[U-Boot-Users] WARNING: in 440gx_enet.c

[U-Boot-Users] WARNING: in 440gx_enet.c

[Roberts, John]

U-Boot 1.1.2
In function: int ppc_440x_eth_initialize (bd_t * bis)

This function malloc's a data structures

		/* Allocate our private use data */
		hw = (EMAC_440GX_HW_PST) malloc (sizeof (EMAC_440GX_HW_ST));

Later in function: static int ppc_440x_eth_init (struct eth_device *dev,
bd_t * bis)

	/* Free "old" buffers */
	if (hw_p->alloc_tx_buf)
		free (hw_p->alloc_tx_buf);
	if (hw_p->alloc_rx_buf)
		free (hw_p->alloc_rx_buf);


The first time through, the code assumes hw_p->alloc_tx_buf and
hw_p->alloc_rx_buf will be zero. A malloc doesn't guarantee that and the
variables are never initialized to zero. If the malloc'd memory is all "F"s
you end up with : free(0xFFFFFFFF); Or it may be any random non-zero value
you try to free.

I added a memset after the malloc to init the struct to zero. I suppose
replacing the malloc with calloc will do the trick as well.

-John Roberts

[U-Boot-Users] PATCH fix 440gx_enet.c driver was: WARNING: in 440gx_enet.c

[Travis B. Sawyer]

Roberts, John wrote:
> U-Boot 1.1.2
> In function: int ppc_440x_eth_initialize (bd_t * bis)
> 
> This function malloc's a data structures
> 
> 		/* Allocate our private use data */
> 		hw = (EMAC_440GX_HW_PST) malloc (sizeof (EMAC_440GX_HW_ST));
> 
> Later in function: static int ppc_440x_eth_init (struct eth_device *dev,
> bd_t * bis)
> 
> 	/* Free "old" buffers */
> 	if (hw_p->alloc_tx_buf)
> 		free (hw_p->alloc_tx_buf);
> 	if (hw_p->alloc_rx_buf)
> 		free (hw_p->alloc_rx_buf);
> 
> 
> The first time through, the code assumes hw_p->alloc_tx_buf and
> hw_p->alloc_rx_buf will be zero. A malloc doesn't guarantee that and the
> variables are never initialized to zero. If the malloc'd memory is all "F"s
> you end up with : free(0xFFFFFFFF); Or it may be any random non-zero value
> you try to free.
> 
> I added a memset after the malloc to init the struct to zero. I suppose
> replacing the malloc with calloc will do the trick as well.

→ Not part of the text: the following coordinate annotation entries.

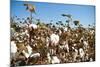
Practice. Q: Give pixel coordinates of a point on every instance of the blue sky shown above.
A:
(52, 11)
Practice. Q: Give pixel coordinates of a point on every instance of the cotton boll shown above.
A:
(34, 26)
(55, 60)
(81, 52)
(54, 39)
(35, 55)
(29, 51)
(65, 29)
(13, 47)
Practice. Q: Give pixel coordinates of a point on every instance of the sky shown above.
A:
(52, 11)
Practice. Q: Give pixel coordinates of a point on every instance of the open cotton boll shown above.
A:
(34, 26)
(55, 60)
(48, 57)
(85, 43)
(35, 55)
(65, 29)
(54, 38)
(13, 47)
(29, 51)
(81, 52)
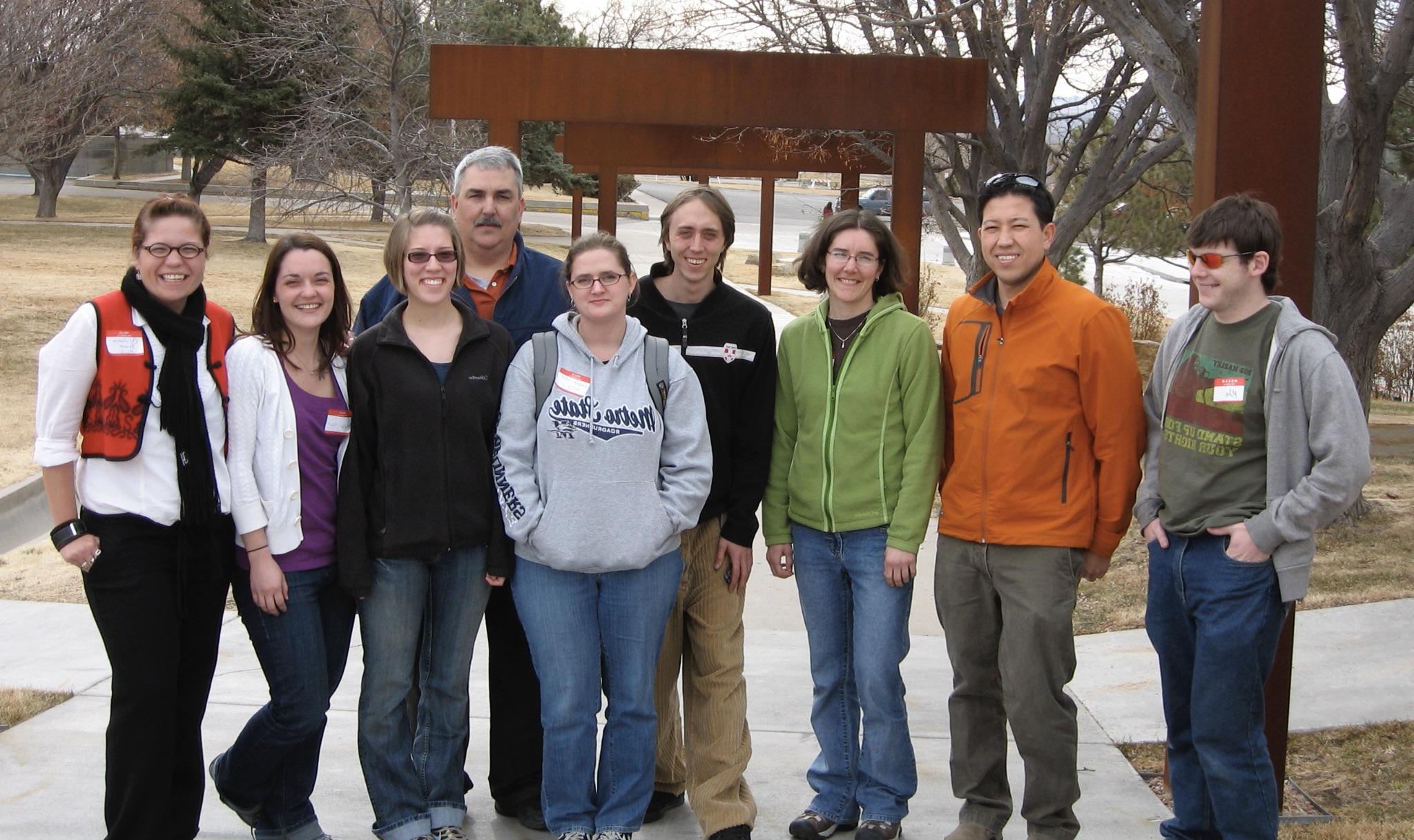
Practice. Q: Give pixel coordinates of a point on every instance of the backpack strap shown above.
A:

(file) 405gp_enet.c 	 1.11 	 11 months 	 stroese 	 Fix bug in 405 
ethernet driver; allocated data not cleared!

Hmmm... Looks like I let that slip by when Stefan updated the 405
ethernet driver and I didn't update the 440 version.


CHANGELOG:
* Patch by Travis Sawyer, 10 June 2005:
   Initialize allocated dev and private hw structures
   after their respective allocation in 440gx_enet.c

Patch is attached...


Thanx

Travis
-------------- next part --------------
A non-text attachment was scrubbed...
Name: 440gx_enet_malloc.patch
Type: text/x-patch
Size: 685 bytes
Desc: not available
Url : http://lists.denx.de/pipermail/u-boot/attachments/20050610/c6f63e86/attachment.bin 

[U-Boot-Users] PATCH fix 440gx_enet.c driver was: WARNING: in 440gx_enet.c

[Wolfgang Denk]

In message <42A98FAB.7010305@sandburst.com> you wrote:
> 
> CHANGELOG:
> * Patch by Travis Sawyer, 10 June 2005:
>    Initialize allocated dev and private hw structures
>    after their respective allocation in 440gx_enet.c

Thanks. Checked in locally. Will push to publich CVS asap.

Best regards,

Wolfgang Denk

-- 
Software Engineering:  Embedded and Realtime Systems,  Embedded Linux
Phone: (+49)-8142-66989-10 Fax: (+49)-8142-66989-80 Email: wd at denx.de
Hi there! This is just a note from me, to you, to tell you, the  per-
son  reading this note, that I can't think up any more famous quotes,
jokes, nor bizarre stories, so you may as well go home.